The Board has established a “contract coverage” standard for establishing when an employer violates the Act by making a unilateral change in terms and conditions of employment. This means that if the change made falls “within the scope” of contract language granting the employer the ability to make a unilateral change, the Board will find that the employer did not violate the NLRA. The prior standard was that an employer violated the Act by making a unilateral change unless it could establish a “clear and unmistakable waiver” of the right to bargaining over the subject. This means that it will be more difficult to establish that an employer unlawfully changed terms and conditions of employment without bargaining.
PENDING PROPOSED RULES
Students not Employees
On September 23, 2019, the NLRB proposed a rule that would establish that students who perform work for the university as part of their studies, such as graduate teaching or research assistants, are not employees for purposes of the National Labor Relations Act. This would mean that students at private universities and colleges would therefore have no right to the protections of the NLRA or the right to engage in collective bargaining. Comments will be received on this proposed rule until November 29, 2019. More information can found on this rule here.

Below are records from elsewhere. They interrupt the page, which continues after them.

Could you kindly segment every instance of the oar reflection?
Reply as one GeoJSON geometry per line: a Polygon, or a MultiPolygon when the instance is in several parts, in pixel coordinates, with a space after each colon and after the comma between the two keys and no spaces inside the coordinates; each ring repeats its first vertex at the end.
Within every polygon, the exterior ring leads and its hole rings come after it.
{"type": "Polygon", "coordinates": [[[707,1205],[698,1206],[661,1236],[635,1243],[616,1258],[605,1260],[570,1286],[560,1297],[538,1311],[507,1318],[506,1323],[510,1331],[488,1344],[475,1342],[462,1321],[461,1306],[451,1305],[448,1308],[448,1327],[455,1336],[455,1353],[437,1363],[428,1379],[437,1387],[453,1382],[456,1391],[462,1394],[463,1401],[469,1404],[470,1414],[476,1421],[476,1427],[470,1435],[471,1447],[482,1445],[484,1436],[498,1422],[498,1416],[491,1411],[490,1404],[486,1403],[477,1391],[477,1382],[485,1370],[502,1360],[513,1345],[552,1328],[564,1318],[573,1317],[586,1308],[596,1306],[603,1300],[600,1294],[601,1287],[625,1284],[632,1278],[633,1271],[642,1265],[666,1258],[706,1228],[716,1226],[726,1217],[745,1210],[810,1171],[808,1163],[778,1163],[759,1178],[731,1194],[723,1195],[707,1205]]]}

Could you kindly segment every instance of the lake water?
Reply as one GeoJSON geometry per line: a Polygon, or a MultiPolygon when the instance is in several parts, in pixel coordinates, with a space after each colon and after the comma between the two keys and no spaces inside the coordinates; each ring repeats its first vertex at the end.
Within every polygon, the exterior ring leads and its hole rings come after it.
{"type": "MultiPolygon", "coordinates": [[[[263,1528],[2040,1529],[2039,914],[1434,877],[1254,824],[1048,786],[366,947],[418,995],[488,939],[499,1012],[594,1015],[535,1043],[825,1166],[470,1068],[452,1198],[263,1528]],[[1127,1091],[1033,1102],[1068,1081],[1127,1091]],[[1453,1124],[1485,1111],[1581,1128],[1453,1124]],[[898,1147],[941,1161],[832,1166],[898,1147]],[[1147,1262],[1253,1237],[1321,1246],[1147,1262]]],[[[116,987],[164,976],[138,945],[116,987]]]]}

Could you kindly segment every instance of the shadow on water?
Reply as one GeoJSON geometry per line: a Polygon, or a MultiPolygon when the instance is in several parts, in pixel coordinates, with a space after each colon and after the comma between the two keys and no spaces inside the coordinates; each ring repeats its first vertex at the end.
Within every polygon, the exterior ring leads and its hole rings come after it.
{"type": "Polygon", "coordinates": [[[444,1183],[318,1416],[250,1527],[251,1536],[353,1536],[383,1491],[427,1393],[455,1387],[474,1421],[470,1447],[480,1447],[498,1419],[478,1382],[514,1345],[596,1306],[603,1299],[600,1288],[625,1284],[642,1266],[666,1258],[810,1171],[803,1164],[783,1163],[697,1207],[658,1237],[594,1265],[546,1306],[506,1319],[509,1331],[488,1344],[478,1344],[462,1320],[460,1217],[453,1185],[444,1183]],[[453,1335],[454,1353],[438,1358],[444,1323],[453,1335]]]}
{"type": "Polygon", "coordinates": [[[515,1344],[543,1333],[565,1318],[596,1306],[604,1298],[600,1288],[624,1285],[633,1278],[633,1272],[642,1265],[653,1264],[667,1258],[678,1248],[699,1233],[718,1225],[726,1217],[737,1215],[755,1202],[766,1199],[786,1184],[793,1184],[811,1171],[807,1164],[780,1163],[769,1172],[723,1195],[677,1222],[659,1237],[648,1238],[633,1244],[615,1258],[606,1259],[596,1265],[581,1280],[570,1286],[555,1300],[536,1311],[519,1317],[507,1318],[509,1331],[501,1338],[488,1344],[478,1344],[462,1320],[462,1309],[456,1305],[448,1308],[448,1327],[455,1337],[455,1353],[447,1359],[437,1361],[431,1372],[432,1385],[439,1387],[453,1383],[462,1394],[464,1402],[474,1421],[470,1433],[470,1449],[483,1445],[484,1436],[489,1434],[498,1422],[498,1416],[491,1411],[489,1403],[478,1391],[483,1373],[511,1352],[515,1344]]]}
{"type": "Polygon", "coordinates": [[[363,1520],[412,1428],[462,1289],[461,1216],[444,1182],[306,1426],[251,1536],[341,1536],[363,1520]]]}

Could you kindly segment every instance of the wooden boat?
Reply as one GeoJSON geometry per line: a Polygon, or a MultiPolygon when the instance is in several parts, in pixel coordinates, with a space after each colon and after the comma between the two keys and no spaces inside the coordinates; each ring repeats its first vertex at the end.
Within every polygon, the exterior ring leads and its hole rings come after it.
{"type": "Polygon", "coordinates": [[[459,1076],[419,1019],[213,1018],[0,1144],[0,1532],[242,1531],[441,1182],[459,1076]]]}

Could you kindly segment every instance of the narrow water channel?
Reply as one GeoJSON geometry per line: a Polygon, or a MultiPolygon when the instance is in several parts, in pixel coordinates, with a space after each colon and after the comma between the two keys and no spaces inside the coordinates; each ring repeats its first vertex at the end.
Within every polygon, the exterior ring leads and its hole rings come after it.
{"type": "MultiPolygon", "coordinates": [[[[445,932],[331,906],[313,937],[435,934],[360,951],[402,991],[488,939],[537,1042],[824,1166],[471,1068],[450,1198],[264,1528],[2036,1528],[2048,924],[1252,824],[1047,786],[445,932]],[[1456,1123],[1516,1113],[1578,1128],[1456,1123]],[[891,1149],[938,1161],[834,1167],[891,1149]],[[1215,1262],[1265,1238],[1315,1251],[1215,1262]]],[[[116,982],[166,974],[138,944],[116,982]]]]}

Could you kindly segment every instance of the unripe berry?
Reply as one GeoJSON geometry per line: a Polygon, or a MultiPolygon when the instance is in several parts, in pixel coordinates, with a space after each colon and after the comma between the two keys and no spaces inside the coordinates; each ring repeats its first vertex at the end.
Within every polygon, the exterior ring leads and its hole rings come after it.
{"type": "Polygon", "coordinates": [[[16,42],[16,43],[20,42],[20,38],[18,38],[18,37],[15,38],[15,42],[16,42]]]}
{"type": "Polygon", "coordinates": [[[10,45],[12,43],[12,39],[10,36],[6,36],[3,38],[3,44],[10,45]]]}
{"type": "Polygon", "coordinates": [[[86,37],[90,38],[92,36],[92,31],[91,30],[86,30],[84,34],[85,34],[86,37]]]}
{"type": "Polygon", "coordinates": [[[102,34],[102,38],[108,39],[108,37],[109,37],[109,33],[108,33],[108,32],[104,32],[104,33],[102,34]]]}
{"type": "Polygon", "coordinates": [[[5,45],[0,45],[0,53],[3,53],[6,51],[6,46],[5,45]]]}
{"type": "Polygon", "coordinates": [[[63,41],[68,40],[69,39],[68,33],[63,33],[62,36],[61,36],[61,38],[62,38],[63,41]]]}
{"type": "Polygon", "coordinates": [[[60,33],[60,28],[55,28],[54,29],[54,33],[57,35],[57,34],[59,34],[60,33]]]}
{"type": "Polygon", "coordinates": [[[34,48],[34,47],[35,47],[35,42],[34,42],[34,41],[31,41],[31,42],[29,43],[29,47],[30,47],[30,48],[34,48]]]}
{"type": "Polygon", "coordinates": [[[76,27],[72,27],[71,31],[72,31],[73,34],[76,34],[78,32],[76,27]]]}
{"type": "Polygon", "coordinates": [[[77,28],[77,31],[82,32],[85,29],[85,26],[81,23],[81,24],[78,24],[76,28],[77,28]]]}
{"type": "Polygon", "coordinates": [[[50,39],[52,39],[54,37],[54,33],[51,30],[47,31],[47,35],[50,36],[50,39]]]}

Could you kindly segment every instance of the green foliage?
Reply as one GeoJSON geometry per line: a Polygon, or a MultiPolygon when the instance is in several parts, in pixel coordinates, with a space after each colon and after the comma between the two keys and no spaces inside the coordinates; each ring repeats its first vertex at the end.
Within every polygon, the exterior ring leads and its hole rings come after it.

On August 12, 2019, the Board proposed a rule amending regulations pertaining to elections conducted by the NLRA. These amendments would change rules regarding blocking charges, which previously block elections based on unlawful conduct, and would decrease the time in which a petition can be filed down to 45 days after an employer voluntarily recognizes the union. In the construction industry, the amendment would require that to prove a Section 9(a)l./ relationship, the union needs “extrinsic evidence” to demonstrate that recognition was granted with a contemporaneous showing of majority support. Note to Building Trades Unions: the NLRB is taking comments on this proposed rule until October 11, 2019. More information can be found here. If you wish to discuss further.
Standard for Determining Joint Employer Status
On September 14, 2018, the NLRB proposed a rule changing the standard for determining whether an employer is a joint employer with another employer covered by the Act. Under the Board’s proposal, if would find two employers to be “joint employers” only if they “share or co-determine the employees’ essential terms and conditions of employment, such as hiring, firing, discipline, supervision and direction.” This impacts whether the ultimate or “user” employer (such as in construction or use of employment agencies) can be bound by the requirements of the NLRA. The comment period has closed and the Board is likely to issue a final rule on this matter in the near future.
GM Memorandum regarding the Duty of Fair Representation
The General Counsel to the NLRB issued a Memorandum on March 26, 2019 clarifying its inquiry when a union has been charged with violating its Duty of Fair Representation. Previously, on October 24, 2018, the General Counsel instructed NLRB regional offices that before finding negligence a defense to failing to represent bargaining unit members, the Union must prove it has a system for tracking grievances, and that it had communicated with the bargaining unit member about his or her alleged grievance. In March 2019, the board clarified that this prior memorandum does not require the Union to present a detailed defense of its decision not to pursue a grievance, but only show that the Union acted reasonably.